Minister for Sports, Tourism and Heritage Nigel Huddleston welcomed the guidelines but said the government may step in to take further action if it believed it to be required.
“”It is vital that people are protected from the threat of gambling related harm and I welcome these latest steps from the Gambling Commission,” Huddleston said. “We will continue to monitor the situation closely and will not hesitate to take further action if required.”
Kenny Alexander, chief executive of Ladbrokes Coral operator GVC, said that despite the lack of increase in problem gambling it would continue to work on its tools to fight the issue.
“We welcome the finding from the UK Gambling Commission that there is no evidence to suggest an increase in problem gambling during the COVID-19 lockdown,” Alexander said. “Nevertheless, we remain committed to taking all necessary actions to keep our customers safe whilst they enjoy our products.
“Providing a robust safety net for those who may experience harm is particularly important during this unprecedented time of uncertainty and social restrictions. That is why we continue to enhance our tools to track problematic play so that we can proactively interact with any player if we see changes that suggest they are having problems.”
GVC said it has already taken action including the addition of two new Markers of Harm indicators to its safer gambling algorithm intended to review behaviour before and after isolation.
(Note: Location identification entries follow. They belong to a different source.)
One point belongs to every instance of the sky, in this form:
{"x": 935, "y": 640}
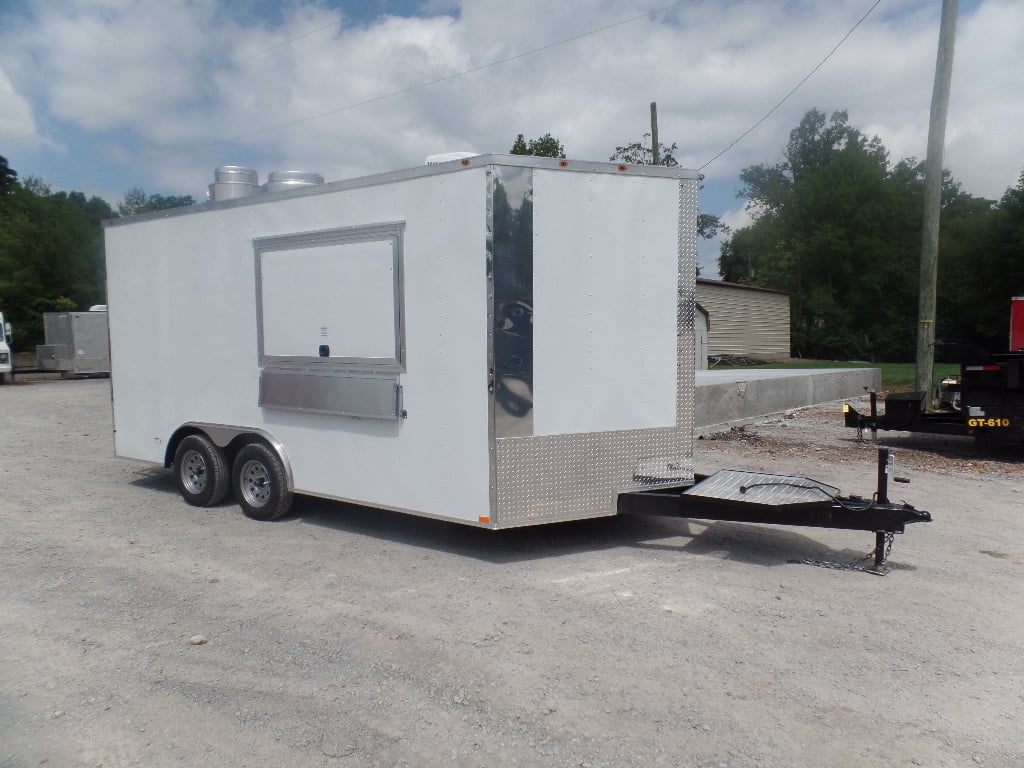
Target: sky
{"x": 101, "y": 96}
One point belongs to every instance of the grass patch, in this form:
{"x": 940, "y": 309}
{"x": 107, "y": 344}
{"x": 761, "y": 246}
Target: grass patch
{"x": 896, "y": 377}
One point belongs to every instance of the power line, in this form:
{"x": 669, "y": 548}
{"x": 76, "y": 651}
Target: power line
{"x": 385, "y": 96}
{"x": 784, "y": 98}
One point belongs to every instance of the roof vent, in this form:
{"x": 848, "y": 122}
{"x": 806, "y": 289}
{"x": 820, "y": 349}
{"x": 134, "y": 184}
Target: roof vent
{"x": 232, "y": 181}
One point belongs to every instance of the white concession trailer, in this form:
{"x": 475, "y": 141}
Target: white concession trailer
{"x": 497, "y": 340}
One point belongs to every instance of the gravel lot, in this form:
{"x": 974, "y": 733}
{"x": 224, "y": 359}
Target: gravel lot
{"x": 342, "y": 636}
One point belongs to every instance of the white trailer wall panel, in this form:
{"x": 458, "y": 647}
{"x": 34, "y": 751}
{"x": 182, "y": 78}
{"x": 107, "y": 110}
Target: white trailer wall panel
{"x": 186, "y": 285}
{"x": 540, "y": 373}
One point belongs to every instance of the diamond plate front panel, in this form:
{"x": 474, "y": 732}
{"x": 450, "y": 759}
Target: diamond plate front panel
{"x": 545, "y": 478}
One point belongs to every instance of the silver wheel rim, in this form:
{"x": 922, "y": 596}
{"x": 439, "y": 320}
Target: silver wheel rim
{"x": 194, "y": 473}
{"x": 255, "y": 482}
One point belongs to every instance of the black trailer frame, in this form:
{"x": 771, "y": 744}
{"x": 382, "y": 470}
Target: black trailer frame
{"x": 781, "y": 500}
{"x": 988, "y": 396}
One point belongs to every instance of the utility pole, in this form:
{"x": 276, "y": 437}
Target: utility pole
{"x": 654, "y": 155}
{"x": 933, "y": 201}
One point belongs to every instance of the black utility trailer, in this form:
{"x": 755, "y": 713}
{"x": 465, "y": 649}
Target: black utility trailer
{"x": 781, "y": 500}
{"x": 986, "y": 400}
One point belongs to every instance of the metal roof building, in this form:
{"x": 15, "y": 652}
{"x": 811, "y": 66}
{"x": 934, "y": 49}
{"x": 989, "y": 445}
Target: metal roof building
{"x": 744, "y": 320}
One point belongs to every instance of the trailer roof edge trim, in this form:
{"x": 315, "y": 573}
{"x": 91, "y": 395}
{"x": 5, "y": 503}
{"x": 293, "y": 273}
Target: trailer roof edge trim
{"x": 453, "y": 166}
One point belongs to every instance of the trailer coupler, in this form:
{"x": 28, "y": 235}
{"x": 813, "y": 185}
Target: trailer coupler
{"x": 780, "y": 500}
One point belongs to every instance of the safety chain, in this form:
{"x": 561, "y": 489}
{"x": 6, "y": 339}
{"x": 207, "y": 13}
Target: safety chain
{"x": 873, "y": 570}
In addition, the operator stepped up its communication with customers.
Last month, Huddleston wrote to leading online gambling operators demanding regular updates on players' behaviour patterns during the novel coronavirus (Covid-19) pandemic.
In March, the Betting and Gaming Council announced a ten-point plan adopted by members to protect customers during the pandemic. BGC members also stopped all direct television and radio advertisement, replacing ads with responsible gambling messages.
This saw operators commit to making safer gambling messaging more prominent in advertising, and signposting links to services such as GamCare and its National Gambling Helpline. Operators will also be monitoring customer behaviour in order to react quickly to increases in time and spending.
These measures have been criticised by the Gambling Related Harm All Party Parliamentary Group, however, which dismissed them as being insufficient to actually provide a sensible level of player protection, or as rehashing existing commitments. The group has called for mandatory £50 daily deposit limits during the crisis.